Danach hält es die Kammer für sachdienlich auch im Rahmen einer vorzunehmenden Gesamtwürdigung einer bestimmten (fiktiven) Minderungsquote eine Indizwirkung für das Vorliegen einer erheblichen Beeinträchtigung im Sinne von § 651 e I 1 BGB zukommen zu lassen. In diesem Zusammenhang hält es die Kammer im Hinblick auf eine (fiktive) Minderungsquote bei § 651 e I 1 BGB für angezeigt, eine Annäherung zur Regelung des § 651 f II BGB herzustellen. In beiden Vorschriften wird auf eine „erhebliche Beeinträchtigung“ abgestellt. Nach der ständigen Rechtsprechung der Kammer (Urteil v. 31.08.2006, Az. 2-24 S 281/05, RRa 2007, 69 ff.; Urteil v. 07.12.2007, Az. 2-24 S 53/07, RRa 2008, 76 ff.) liegt eine erhebliche Beeinträchtigung der Reise im Sinne von § 651 f II BGB vor, wenn Reisemängel in dem Ausmaße vorliegen, dass eine Reisepreisminderung in Höhe von mindestens 50% gerechtfertigt ist. An dieser Rechtsprechung hält die Kammer fest.

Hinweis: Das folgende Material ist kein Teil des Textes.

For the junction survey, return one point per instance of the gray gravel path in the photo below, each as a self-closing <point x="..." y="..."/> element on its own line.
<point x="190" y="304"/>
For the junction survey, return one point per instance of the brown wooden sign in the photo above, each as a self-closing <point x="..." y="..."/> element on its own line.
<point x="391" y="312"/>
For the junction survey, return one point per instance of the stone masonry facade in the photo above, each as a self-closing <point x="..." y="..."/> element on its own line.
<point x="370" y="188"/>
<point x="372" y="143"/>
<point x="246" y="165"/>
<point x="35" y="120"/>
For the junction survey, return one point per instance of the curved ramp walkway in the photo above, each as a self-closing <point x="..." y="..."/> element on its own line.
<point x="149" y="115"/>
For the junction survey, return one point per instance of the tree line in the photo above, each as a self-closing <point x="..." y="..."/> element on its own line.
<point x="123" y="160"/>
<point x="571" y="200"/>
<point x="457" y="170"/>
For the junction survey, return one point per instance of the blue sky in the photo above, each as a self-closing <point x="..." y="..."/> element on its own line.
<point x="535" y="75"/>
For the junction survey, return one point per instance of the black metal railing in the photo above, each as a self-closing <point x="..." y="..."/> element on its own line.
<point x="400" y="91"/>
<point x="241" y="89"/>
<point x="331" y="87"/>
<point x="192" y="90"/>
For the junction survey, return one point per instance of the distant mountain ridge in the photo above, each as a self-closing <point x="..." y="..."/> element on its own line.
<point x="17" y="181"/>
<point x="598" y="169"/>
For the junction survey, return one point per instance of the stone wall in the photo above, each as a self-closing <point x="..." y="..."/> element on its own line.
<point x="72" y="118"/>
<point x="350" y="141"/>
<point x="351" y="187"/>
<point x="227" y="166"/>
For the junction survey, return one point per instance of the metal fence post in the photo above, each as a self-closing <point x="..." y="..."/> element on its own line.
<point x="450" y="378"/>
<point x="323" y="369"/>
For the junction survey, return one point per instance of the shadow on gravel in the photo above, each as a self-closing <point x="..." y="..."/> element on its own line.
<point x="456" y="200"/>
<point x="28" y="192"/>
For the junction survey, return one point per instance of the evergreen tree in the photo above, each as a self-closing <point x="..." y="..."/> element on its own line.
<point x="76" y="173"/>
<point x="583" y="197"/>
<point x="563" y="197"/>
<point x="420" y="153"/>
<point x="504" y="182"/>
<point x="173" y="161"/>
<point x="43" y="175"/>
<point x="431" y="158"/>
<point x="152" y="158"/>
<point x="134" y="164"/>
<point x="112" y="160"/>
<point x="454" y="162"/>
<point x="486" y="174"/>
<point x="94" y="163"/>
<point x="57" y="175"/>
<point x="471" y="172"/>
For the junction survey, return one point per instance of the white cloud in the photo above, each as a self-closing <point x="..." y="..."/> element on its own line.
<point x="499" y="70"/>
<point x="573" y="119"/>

Dagegen vertritt die Kammer nunmehr die Auffassung, dass im Hinblick auf § 651 e BGB zu beachten ist, dass die durch eine Kündigung herbeigeführte Beendigung des Vertrages so einschneidend ist, dass sie nur unter erschwerten Voraussetzungen zugelassen werden sollte (vgl. auch MüKo-Tonner, BGB, 5. Aufl., 2009, § 651 e, Rn. 9). Aufgrund dessen hält die Kammer nunmehr die zuletzt vertretene Minderungsquote von 20% für zu gering, als dass ihr eine Indizwirkung für eine erhebliche Beeinträchtigung zugesprochen werden könnte. Nach einer Gesamtwürdigung aller Gesichtspunkte hält die Kammer eine (fiktive) Minderungsquote von 35% für tauglich, um die Voraussetzungen für eine Kündigung ausreichend aber auch nicht zu sehr zu erschweren.

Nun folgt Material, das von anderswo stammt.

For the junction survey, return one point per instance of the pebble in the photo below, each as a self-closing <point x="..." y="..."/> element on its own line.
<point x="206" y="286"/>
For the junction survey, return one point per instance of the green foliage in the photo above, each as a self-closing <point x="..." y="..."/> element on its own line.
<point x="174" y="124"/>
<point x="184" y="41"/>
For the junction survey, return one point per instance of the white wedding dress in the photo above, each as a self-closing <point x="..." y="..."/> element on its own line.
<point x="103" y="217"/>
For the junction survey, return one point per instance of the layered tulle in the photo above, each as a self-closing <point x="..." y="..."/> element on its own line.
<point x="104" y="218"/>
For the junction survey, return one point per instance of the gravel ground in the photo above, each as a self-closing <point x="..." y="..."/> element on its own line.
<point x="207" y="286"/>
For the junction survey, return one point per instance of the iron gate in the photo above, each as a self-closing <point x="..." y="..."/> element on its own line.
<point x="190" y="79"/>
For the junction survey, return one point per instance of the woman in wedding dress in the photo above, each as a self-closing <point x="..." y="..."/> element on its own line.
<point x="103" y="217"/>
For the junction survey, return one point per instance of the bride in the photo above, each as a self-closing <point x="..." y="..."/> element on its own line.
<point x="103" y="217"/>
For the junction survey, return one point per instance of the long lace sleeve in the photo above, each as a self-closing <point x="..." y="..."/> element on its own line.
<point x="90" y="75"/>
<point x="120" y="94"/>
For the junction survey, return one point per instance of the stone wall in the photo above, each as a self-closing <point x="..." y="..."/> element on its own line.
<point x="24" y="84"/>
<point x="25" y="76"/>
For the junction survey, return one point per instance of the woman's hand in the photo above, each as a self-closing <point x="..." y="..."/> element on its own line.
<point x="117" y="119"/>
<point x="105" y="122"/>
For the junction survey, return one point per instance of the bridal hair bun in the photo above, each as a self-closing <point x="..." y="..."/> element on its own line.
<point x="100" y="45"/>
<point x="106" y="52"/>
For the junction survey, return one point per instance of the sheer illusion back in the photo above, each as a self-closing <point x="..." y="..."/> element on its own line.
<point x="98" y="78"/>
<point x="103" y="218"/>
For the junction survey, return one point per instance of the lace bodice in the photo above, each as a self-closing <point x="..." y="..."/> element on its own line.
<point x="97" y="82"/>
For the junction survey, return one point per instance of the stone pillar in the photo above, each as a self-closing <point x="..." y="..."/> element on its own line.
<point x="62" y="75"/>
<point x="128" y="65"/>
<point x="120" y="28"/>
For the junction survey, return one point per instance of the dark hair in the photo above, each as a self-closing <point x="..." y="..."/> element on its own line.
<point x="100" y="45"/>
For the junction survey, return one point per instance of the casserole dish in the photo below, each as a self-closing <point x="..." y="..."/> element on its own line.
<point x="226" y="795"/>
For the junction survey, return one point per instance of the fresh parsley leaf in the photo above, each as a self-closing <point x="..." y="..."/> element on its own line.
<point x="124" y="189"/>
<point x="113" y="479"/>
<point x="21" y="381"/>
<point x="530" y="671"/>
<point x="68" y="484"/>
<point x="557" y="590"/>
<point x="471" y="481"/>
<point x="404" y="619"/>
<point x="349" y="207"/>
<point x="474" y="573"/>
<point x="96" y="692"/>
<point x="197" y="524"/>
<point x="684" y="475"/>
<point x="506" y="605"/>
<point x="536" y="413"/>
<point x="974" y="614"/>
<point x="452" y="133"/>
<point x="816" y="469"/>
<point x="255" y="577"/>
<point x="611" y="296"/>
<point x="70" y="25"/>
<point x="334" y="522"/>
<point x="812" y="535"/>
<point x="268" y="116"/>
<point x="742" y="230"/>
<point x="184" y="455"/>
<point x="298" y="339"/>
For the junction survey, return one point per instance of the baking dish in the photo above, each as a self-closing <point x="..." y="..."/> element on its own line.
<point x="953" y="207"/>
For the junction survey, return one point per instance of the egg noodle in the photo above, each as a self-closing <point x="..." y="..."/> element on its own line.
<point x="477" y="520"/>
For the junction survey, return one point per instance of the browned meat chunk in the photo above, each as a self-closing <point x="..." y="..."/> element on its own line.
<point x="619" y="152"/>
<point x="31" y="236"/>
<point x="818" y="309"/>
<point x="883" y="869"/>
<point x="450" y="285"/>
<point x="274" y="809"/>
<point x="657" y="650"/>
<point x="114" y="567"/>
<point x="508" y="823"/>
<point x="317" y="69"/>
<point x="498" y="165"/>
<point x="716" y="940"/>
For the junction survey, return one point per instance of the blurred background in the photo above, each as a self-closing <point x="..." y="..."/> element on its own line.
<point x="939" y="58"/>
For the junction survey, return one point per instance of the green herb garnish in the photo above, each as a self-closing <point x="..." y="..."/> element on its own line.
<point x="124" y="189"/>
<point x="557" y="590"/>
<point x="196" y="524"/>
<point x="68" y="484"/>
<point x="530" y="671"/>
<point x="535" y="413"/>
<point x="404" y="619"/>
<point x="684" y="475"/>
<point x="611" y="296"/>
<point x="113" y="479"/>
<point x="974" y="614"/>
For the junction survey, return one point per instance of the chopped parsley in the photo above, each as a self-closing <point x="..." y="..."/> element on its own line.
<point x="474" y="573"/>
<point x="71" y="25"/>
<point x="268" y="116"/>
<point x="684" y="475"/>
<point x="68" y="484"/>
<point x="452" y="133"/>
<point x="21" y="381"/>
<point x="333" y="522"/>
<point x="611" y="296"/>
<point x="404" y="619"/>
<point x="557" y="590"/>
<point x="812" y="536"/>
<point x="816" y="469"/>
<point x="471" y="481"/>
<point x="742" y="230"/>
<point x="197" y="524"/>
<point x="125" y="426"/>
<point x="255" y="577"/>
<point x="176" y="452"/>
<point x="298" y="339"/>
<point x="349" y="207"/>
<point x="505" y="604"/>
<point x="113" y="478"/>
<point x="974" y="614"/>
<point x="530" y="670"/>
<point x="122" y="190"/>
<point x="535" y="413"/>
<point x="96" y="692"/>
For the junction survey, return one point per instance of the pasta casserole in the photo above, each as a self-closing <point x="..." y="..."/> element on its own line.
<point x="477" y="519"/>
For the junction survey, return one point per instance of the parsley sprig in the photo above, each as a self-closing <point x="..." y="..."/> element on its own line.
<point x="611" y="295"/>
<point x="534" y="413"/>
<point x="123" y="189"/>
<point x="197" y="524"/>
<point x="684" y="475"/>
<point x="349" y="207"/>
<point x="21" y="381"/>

Danach ist davon auszugehen, dass eine erhebliche Beeinträchtigung im Sinne von § 651 e I 1 BGB vorliegt, wenn dem Reisenden aufgrund einer an Zweck und konkreter Ausgestaltung der Reise sowie Art und Dauer der Beeinträchtigung orientierten Gesamtwürdigung eine Fortsetzung der Reise nicht zumutbar ist, wobei die Unzumutbarkeit regelmäßig bei einer (fiktiven) Minderungsquote von 35% indiziert ist. Es ist aber nochmals zu betonen, dass die Feststellung einer (fiktiven) Minderungsquote nicht von einer umfassenden Gesamtwürdigung der Umstände entbindet. Es handelt sich gerade nicht um eine starre Prozentgrenze, sondern es kommt immer auf den Einzelfall an.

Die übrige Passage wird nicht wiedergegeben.